Accurate prevalence data on cocaine use, that points to where problems exist and the extent of these problems, is necessary to guide the formulation of effective substance abuse policy and practice.
The purpose of this study was to provide surveillance information about the nature and extent of problematic cocaine use in South Africa.
Data were collected between February 2011 and december 2021 on admissions for drug abuse treatment through a regular monitoring system involving 65 drug treatment centres and programmes in ThohoyAndou , Mpumalanga Province (Secunda and Bush ) and the Gauteng every six months as part of the South African Community Epidemiology Network on Drug Use (SACENDU).
A one-page form was completed by treatment centre personnel to obtain demographic data, the patients' primary and secondary substances of abuse, the mode, frequency and age of first use of substance, and information on prior treatment.
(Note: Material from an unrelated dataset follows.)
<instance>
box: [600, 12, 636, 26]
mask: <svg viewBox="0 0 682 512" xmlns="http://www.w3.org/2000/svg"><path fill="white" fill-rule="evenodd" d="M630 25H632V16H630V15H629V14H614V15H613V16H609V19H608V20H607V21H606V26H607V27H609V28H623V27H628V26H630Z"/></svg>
Treatment indicators point to a significant increase in cocaine related admissions over time in all sites, but with substantial inter-site variation, particularly in recent years. The data indicate high levels of crack cocaine use and high levels of daily usage among patients, most of whom were first time admissions. Patients with cocaine related problems continue to be predominantly male, with a mean age of around 50 years. Substantial changes in the racial profile of patients have occurred over time. Poly drug use is high with cocaine often used with alcohol, cannabis and other drugs.
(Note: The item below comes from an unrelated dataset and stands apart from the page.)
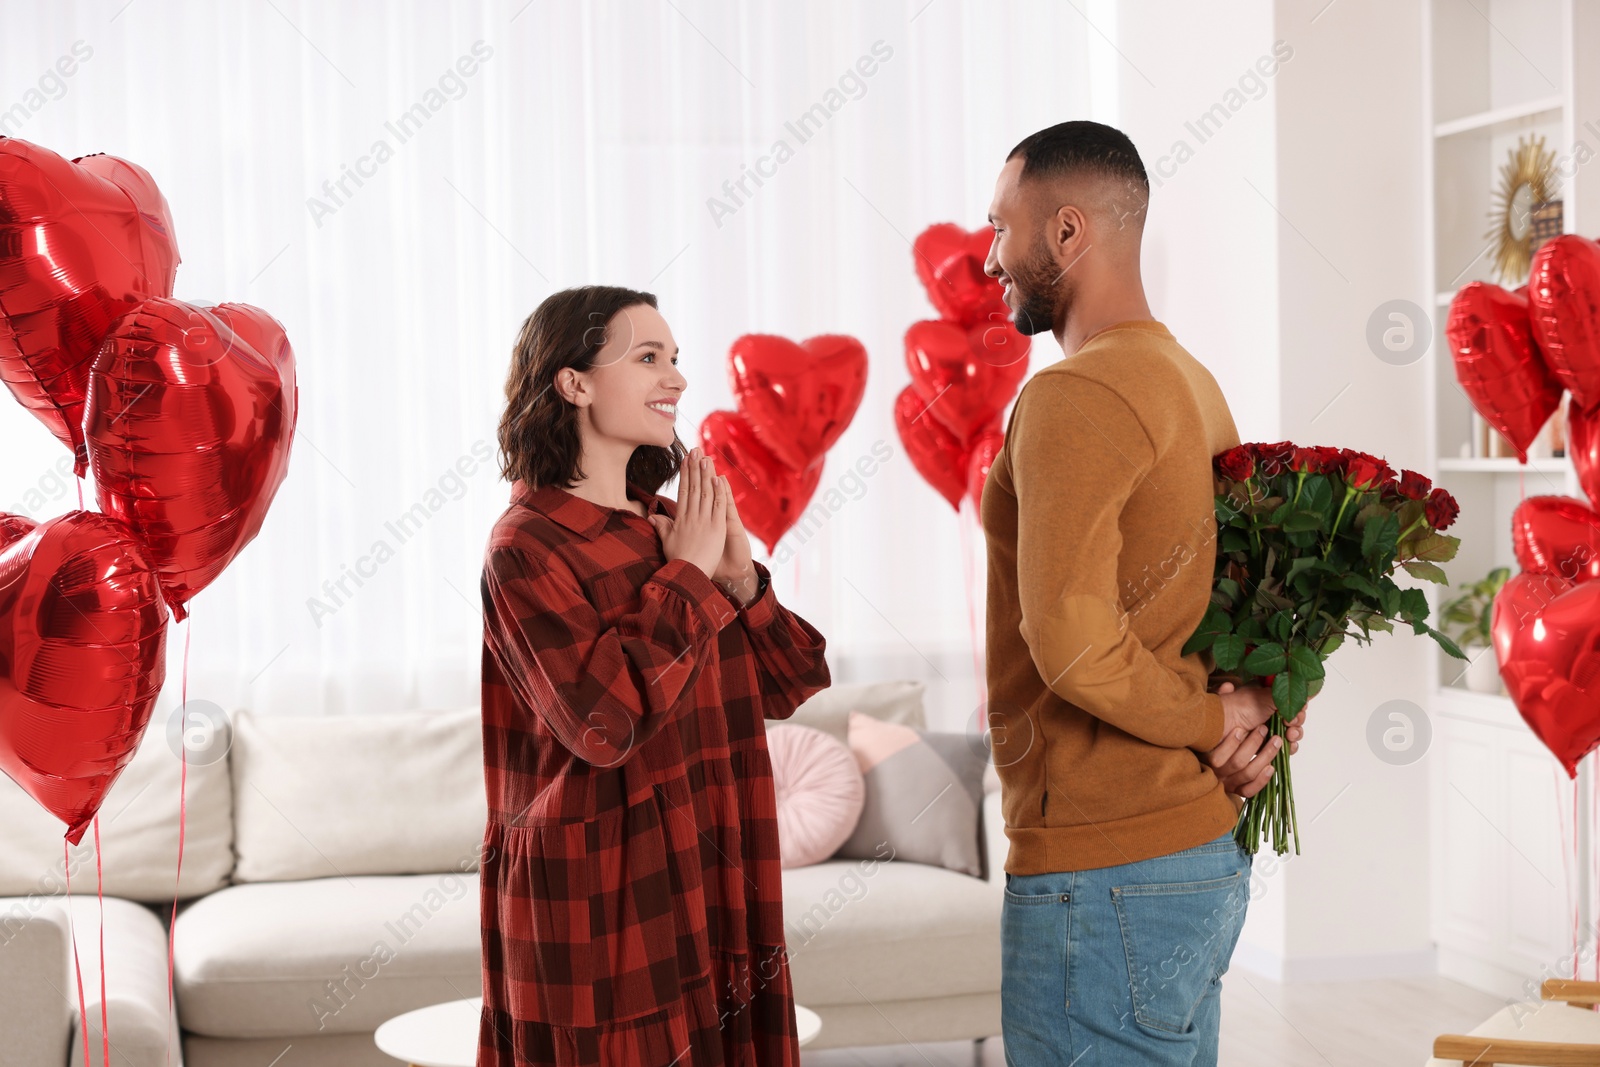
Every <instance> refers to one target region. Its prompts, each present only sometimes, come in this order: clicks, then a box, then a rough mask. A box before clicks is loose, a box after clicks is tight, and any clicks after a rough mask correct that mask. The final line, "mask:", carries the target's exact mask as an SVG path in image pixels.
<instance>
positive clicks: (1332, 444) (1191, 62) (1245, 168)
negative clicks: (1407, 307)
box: [1117, 0, 1432, 977]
These trends point to the possibility of cocaine use becoming a serious health and social issue in South Africa and demonstrate the utility of continued monitoring of cocaine treatment admissions in the future.
They also highlight the need to address cocaine use in national and provincial policy planning and intervention efforts. In terms of treatment, the findings highlight the need to ensure that treatment practitioners are adequately trained to address stimulant problems, poly drug use, and HIV and other risk behaviour related to crack cocaine use.
Possible gaps in access to treatment by certain sectors of the population should be addessed as a matter of urgency.